El 13 de enero fallecía, a los 90 años de edad, el P. Elías Juan Elena Sáez, miembro de nuestra comunidad del Seminario San José-EPLA de Godella (Valencia). Natural de Santa Eulalia (Teruel), donde nacía el 8 de marzo de 1935, ingresó en el Seminario San José el 17 de octubre de 1946 y allí tuvo lugar su toma de hábito y su año de noviciado, que comenzó el 13 de julio de 1951.
Tras emitir sus primeros votos el 14 de julio de 1952, fue destinado al Colegio Nuestra Señora del Rosario -actual Colegio Nuestra Señora de los Dolores- de Hellín (Albacete), donde realizó sus estudios de Filosofía. En 1955 fue destinado a la Casa del Salvador de Amurrio (Álava), donde estudió Teología y emitió los votos perpetuos del 14 de julio de 1958.
Ordenado sacerdote el 29 de junio de 1960 en Bilbao, un mes después fue destinado a la comunidad de la Casa de Observación y Clasificación El Cristo. Al organizarse la Congregación en provincias, quedó incardinado en la del Sagrado Corazón en junio de 1961 y fue destinado a la comunidad del Colegio Sagrado Corazón de Madrid. Allí compagino la educación de los internos con sus estudios de Derecho Canónico en la Universidad de Comillas, licenciatura que obtuvo en junio de 1963.

Trasladado a comienzos de 1965 a la Ciudad Residencial Infantil San Cayetano de León, permaneció allí hasta noviembre, cuando fue destinado al Colegio San Hermenegildo de Dos Hermanas (Sevilla). Tras algo más de cinco años allí, pasó a la comunidad del Colegio Santa Rita de Madrid. Allí permaneció hasta agosto de 1974 y allí regresaría en 1975 como superior y director, tras un periodo como vicesuperior del Colegio San Nicolás de Bari de Teruel.
En 1979 comenzó su etapa misionera en América. En agosto de ese año llegó al Colegio Monseñor Tomás Solari de Morón (Argentina) y en 1981 fue nombrado primer consejero de esta delegación provincial. En febrero de 1982 fue destinado a la Casa de Punta de Parra, en Chile, que acababa de ser fundada, y donde permaneció hasta su regreso a Argentina en 1984 para ir a la nueva fundación de la Casa de San Luis.

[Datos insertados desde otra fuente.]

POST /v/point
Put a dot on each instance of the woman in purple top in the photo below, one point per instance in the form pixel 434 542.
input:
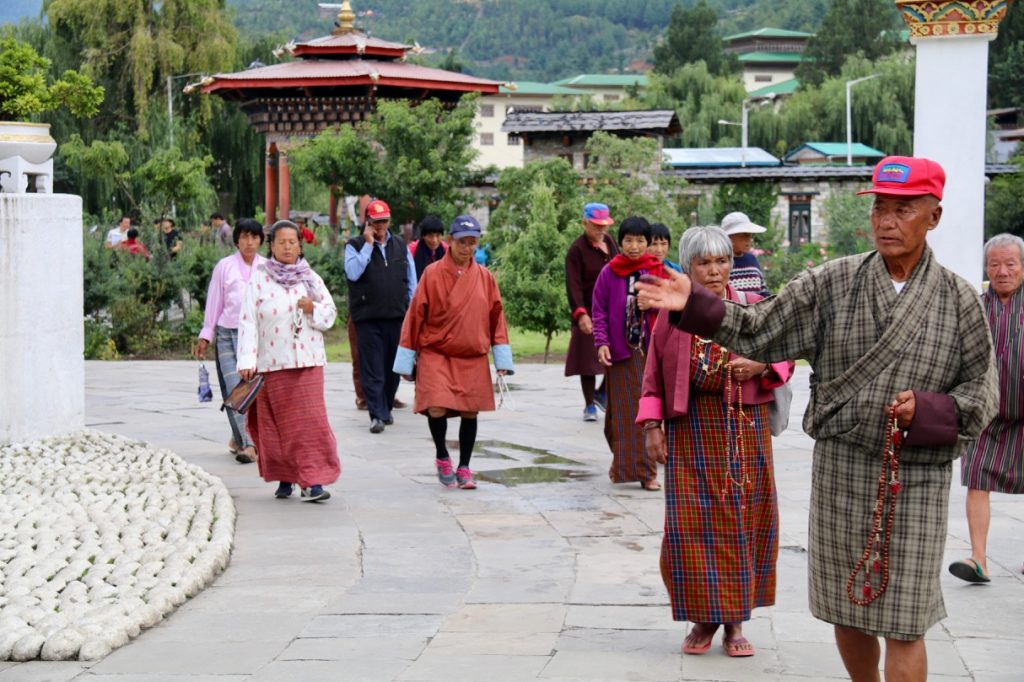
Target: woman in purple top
pixel 622 332
pixel 223 302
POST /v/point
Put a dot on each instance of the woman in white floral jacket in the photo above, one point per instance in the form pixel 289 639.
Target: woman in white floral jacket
pixel 281 335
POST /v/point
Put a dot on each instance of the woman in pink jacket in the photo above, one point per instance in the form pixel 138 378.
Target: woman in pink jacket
pixel 705 414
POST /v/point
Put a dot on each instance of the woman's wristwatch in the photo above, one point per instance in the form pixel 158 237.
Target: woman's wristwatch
pixel 650 424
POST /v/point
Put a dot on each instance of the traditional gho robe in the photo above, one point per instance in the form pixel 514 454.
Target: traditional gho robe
pixel 995 462
pixel 456 316
pixel 865 344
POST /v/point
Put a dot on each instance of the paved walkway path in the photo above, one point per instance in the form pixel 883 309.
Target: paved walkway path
pixel 398 579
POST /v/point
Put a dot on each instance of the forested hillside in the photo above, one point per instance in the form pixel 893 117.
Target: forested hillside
pixel 524 39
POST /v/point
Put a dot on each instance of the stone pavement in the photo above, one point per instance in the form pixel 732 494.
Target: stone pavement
pixel 398 579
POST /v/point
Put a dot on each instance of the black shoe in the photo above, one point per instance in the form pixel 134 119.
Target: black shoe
pixel 314 494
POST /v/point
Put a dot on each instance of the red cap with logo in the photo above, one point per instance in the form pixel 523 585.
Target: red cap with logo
pixel 378 210
pixel 907 176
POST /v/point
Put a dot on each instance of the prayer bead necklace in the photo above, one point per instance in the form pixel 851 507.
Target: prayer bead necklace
pixel 875 560
pixel 735 419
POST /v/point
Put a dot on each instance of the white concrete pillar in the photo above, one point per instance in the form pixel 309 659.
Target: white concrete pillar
pixel 949 121
pixel 42 371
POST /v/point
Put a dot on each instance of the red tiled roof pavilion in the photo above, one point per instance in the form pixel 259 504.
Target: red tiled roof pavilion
pixel 336 79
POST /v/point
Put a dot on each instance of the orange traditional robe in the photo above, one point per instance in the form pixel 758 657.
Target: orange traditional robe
pixel 456 316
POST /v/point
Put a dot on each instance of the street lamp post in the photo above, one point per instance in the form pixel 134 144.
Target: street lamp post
pixel 849 116
pixel 170 103
pixel 742 133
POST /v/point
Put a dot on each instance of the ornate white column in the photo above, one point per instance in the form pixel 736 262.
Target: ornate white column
pixel 950 97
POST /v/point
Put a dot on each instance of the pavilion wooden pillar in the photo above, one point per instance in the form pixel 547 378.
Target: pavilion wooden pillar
pixel 270 184
pixel 284 185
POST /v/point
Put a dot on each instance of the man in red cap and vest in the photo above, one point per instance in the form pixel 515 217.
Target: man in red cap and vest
pixel 903 379
pixel 381 283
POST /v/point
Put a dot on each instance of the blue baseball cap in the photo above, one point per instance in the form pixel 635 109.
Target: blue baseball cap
pixel 465 225
pixel 597 214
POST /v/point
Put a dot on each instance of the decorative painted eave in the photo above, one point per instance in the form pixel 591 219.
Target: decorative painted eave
pixel 945 18
pixel 315 74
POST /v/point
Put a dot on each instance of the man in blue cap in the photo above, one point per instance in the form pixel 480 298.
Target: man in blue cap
pixel 583 263
pixel 455 318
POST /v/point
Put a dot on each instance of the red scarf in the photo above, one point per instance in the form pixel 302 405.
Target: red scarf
pixel 624 266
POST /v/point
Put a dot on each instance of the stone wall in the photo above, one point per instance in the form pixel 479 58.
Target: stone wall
pixel 42 372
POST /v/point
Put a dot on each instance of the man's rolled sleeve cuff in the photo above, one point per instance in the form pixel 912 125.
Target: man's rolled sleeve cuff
pixel 503 357
pixel 704 312
pixel 650 408
pixel 934 422
pixel 404 361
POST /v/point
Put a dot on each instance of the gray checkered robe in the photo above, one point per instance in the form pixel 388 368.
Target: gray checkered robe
pixel 865 344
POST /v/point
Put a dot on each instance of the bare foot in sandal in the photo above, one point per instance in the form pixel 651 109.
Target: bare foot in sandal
pixel 734 644
pixel 699 637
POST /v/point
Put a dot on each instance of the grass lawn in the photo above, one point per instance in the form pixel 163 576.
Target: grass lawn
pixel 526 346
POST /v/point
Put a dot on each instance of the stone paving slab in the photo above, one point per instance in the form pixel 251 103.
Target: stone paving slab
pixel 398 579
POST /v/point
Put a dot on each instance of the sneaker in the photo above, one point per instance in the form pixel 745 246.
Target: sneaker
pixel 465 478
pixel 315 494
pixel 444 473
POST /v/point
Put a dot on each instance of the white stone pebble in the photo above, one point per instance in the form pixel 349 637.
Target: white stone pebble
pixel 101 537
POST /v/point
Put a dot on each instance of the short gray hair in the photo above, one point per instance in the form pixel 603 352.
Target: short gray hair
pixel 1005 240
pixel 702 241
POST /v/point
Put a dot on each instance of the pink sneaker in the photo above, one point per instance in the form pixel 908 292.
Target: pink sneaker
pixel 444 473
pixel 465 478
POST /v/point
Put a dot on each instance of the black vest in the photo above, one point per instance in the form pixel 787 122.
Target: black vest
pixel 382 292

Una nueva fundación sería su destino a principios de 1988, en este caso en la Casa de Santa Cruz de la Sierra de Bolivia. Incardinado en la Provincia Buen Pastor en febrero de 1922, a finales de ese año volvería por unos meses a Punta de Parra. En febrero de 1993 fue destinado a República Dominicana para recalar en el Instituto Preparatorio de Menores, pero en julio del año siguiente regresaría de nuevo a Punta de Parra para ejercer de administrador.

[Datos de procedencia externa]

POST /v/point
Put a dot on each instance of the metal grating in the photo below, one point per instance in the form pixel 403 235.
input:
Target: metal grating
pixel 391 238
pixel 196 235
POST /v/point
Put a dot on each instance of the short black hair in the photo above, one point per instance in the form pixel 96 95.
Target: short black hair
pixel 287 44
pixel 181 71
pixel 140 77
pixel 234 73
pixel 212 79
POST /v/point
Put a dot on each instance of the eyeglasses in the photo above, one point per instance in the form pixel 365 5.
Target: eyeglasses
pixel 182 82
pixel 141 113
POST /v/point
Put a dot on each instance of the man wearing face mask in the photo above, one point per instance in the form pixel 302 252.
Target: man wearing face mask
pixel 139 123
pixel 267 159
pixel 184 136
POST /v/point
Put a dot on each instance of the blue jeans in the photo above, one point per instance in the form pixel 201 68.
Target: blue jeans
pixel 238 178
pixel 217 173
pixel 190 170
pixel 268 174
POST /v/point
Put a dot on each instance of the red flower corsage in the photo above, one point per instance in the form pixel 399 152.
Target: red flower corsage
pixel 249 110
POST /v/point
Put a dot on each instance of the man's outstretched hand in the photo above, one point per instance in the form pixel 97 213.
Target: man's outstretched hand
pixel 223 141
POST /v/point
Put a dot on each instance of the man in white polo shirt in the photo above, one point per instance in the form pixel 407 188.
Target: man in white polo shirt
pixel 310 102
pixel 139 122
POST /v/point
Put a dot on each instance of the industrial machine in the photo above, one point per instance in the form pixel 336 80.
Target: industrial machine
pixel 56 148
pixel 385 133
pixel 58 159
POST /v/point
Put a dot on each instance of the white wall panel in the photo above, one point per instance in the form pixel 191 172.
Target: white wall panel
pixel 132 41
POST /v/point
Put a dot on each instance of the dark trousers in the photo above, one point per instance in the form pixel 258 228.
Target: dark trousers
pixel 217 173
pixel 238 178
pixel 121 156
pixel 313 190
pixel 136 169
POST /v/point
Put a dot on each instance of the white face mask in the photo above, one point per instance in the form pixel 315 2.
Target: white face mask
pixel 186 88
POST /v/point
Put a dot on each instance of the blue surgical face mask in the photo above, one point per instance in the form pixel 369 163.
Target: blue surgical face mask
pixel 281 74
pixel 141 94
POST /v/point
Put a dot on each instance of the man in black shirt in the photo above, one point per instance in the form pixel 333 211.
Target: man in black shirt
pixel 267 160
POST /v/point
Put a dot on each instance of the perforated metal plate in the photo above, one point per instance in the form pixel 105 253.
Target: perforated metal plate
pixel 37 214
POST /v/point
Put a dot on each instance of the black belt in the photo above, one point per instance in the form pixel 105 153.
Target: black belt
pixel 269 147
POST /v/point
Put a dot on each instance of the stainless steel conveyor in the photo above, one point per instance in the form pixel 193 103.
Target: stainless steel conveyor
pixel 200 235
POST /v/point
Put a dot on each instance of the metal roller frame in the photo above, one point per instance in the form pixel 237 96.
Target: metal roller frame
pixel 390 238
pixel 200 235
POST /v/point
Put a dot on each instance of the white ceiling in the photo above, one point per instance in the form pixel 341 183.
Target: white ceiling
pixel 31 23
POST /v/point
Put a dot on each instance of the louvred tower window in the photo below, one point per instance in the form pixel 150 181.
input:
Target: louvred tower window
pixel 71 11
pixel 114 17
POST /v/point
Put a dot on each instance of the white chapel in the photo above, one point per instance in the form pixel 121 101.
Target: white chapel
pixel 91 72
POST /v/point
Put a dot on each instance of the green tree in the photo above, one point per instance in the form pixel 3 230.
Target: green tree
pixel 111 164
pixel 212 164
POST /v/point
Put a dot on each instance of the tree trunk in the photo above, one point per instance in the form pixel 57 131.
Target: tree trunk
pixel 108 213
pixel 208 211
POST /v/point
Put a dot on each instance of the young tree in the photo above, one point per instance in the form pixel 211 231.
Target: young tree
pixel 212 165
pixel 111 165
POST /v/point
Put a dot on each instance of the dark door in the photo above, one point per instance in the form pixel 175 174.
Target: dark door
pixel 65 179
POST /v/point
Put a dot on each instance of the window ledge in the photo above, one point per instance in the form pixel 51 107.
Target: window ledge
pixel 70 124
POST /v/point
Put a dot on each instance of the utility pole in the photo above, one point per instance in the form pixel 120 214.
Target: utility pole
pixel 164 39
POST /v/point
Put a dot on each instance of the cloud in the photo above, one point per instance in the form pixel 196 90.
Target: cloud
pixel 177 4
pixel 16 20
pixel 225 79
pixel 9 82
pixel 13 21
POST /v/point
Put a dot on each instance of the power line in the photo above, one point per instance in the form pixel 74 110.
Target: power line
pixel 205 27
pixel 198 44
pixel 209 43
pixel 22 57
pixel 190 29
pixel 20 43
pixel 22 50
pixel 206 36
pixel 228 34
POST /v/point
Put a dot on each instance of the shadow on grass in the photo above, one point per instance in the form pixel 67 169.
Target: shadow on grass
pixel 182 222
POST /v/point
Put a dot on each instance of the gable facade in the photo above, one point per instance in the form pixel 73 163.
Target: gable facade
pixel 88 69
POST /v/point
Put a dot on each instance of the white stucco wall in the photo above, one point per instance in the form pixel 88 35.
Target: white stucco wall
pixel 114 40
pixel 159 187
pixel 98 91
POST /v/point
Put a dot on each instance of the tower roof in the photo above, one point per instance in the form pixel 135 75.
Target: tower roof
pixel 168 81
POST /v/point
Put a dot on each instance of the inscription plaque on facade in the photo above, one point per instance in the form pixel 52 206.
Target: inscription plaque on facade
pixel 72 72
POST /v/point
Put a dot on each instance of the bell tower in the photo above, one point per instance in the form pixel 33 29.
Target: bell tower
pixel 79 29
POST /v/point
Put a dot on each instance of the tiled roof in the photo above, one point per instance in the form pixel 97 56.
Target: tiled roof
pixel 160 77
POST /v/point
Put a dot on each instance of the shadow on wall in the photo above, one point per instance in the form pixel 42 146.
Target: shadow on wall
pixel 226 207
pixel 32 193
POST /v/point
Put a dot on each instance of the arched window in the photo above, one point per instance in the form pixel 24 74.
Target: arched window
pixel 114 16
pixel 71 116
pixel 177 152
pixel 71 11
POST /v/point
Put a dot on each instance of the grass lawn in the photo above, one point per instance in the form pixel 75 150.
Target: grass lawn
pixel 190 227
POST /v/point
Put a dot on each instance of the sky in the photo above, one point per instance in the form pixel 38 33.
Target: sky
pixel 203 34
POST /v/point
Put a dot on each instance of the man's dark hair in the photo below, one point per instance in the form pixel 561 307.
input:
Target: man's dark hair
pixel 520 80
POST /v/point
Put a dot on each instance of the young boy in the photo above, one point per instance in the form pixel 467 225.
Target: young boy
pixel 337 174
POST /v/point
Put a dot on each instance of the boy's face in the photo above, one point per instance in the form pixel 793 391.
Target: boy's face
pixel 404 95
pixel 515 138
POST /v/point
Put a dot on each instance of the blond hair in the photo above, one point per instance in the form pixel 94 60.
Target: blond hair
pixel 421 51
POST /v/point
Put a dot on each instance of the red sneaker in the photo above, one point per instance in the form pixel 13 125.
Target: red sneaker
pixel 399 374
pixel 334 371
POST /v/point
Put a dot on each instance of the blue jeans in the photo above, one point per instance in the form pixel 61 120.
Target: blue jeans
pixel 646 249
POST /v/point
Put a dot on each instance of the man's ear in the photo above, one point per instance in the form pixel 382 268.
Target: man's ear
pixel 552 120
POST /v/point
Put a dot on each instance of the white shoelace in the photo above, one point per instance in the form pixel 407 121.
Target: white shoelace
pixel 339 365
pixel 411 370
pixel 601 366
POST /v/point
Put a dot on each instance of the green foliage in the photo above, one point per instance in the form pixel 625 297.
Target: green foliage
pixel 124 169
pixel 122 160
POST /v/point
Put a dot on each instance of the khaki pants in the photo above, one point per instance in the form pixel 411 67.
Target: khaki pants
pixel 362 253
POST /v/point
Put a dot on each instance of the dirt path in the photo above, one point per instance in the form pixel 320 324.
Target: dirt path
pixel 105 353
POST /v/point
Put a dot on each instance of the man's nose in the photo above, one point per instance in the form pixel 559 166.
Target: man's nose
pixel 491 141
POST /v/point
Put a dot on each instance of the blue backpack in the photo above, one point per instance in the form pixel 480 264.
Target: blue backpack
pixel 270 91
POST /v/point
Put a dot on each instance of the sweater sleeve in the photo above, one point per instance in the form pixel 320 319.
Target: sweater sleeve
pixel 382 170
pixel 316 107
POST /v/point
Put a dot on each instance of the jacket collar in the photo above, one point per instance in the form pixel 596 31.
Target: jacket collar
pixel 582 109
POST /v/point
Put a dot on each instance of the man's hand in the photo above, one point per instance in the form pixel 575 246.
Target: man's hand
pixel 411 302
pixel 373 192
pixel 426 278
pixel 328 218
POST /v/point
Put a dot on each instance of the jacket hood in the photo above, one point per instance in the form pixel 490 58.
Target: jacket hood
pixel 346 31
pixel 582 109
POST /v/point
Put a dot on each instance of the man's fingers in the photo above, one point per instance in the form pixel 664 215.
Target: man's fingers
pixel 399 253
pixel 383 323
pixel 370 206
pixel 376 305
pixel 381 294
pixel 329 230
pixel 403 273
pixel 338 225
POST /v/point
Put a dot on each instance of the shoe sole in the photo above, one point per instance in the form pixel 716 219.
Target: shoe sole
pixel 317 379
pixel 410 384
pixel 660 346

En 1996 fue nombrado miembro del Equipo de Formación del Juniorado del Cono Sur y trasladado a la Casa de Villa Alemana. Dos años después tuvo lugar su último regreso a la Casa de Punta de Parra, donde sería superior durante cuatro años. Tras cerrarse la casa en 2002, ejerció otros dos años como superior en la comunidad del Centro Educativo P. Luis Amigo de Concepción. Allí permaneció hasta 2015 cuando, tras ser incardinado en la Provincia San José, fue destinado a la comunidad de San Francisco de Asís de Copacabana (Colombia).
Tras unos meses en la comunidad del Padre Luis Arturo Nieto de Bogotá, a finales de 2021 regresa a España y queda incardinado en nuestra Provincia Luis Amigó, siendo destinado a la comunidad del Seminario San José-EPLA de Godella, donde fallecía este 13 de enero.

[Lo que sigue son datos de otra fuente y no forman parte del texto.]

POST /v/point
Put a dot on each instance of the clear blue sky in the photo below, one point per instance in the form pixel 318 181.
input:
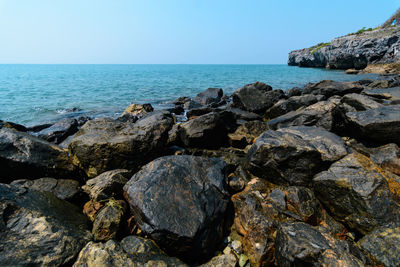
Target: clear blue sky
pixel 176 31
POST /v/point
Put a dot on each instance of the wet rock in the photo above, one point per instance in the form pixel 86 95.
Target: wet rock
pixel 380 125
pixel 246 133
pixel 182 203
pixel 318 114
pixel 284 106
pixel 24 156
pixel 38 229
pixel 292 156
pixel 299 244
pixel 106 144
pixel 383 244
pixel 132 251
pixel 209 96
pixel 107 224
pixel 206 131
pixel 65 189
pixel 107 185
pixel 358 193
pixel 256 97
pixel 330 88
pixel 59 131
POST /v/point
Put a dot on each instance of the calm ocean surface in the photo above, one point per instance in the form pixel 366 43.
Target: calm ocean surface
pixel 32 94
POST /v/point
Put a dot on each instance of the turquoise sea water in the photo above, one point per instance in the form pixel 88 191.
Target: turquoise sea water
pixel 33 94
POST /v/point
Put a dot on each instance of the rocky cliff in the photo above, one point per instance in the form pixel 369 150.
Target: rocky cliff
pixel 378 46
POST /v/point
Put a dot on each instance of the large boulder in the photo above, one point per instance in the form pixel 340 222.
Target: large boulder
pixel 24 156
pixel 330 88
pixel 292 156
pixel 318 114
pixel 209 96
pixel 182 203
pixel 383 244
pixel 131 251
pixel 299 244
pixel 38 229
pixel 106 144
pixel 256 97
pixel 359 193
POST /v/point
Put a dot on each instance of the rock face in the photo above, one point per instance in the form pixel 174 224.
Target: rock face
pixel 106 144
pixel 353 51
pixel 38 229
pixel 359 193
pixel 24 156
pixel 182 203
pixel 299 244
pixel 209 96
pixel 384 244
pixel 132 251
pixel 256 97
pixel 291 156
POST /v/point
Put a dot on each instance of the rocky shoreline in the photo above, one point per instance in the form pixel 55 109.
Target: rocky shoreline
pixel 306 177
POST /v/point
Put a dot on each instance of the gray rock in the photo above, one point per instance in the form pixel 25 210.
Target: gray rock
pixel 107 185
pixel 181 202
pixel 38 229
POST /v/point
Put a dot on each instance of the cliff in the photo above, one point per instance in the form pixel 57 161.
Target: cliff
pixel 357 50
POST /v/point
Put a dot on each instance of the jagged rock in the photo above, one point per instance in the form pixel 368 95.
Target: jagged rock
pixel 330 88
pixel 380 125
pixel 107 185
pixel 132 251
pixel 211 95
pixel 108 220
pixel 256 97
pixel 318 114
pixel 246 133
pixel 291 156
pixel 284 106
pixel 38 229
pixel 24 156
pixel 206 131
pixel 106 144
pixel 359 193
pixel 59 131
pixel 65 189
pixel 299 244
pixel 383 244
pixel 182 203
pixel 387 157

“Hombre recio y adornado con los valores de nobleza y sinceridad característicos de la tierra turolense, se caracterizó pro su carácter fuerte y su genio vivo. Pero también por su disponibilidad para atender y secundar las decisiones y traslados que decidieron sus superiores. En este sentido, su itinerario vital muestra cifras que marcan verdaderos récords: Estuvo incardinado en cuatro provincias, perteneció a dos delegaciones provinciales y ejerció su apostolado en seis naciones”, le describe el P. Juan Antonio Vives, historiador de la Congregación en su necrológico.
“Si grande fue su disponibilidad, no fue menor su austeridad y cómo supo vivir a lo largo de sus años contentándose con poseer lo imprescindible y adaptándose a las condiciones y culturas de las distintas comunidades en las que estuvo de familia. Esta austeridad, no cabe duda de que fue uno de los valores que más y mejor facilitaron y propiciaron su misma disponibilidad”, concluye el P. Vives.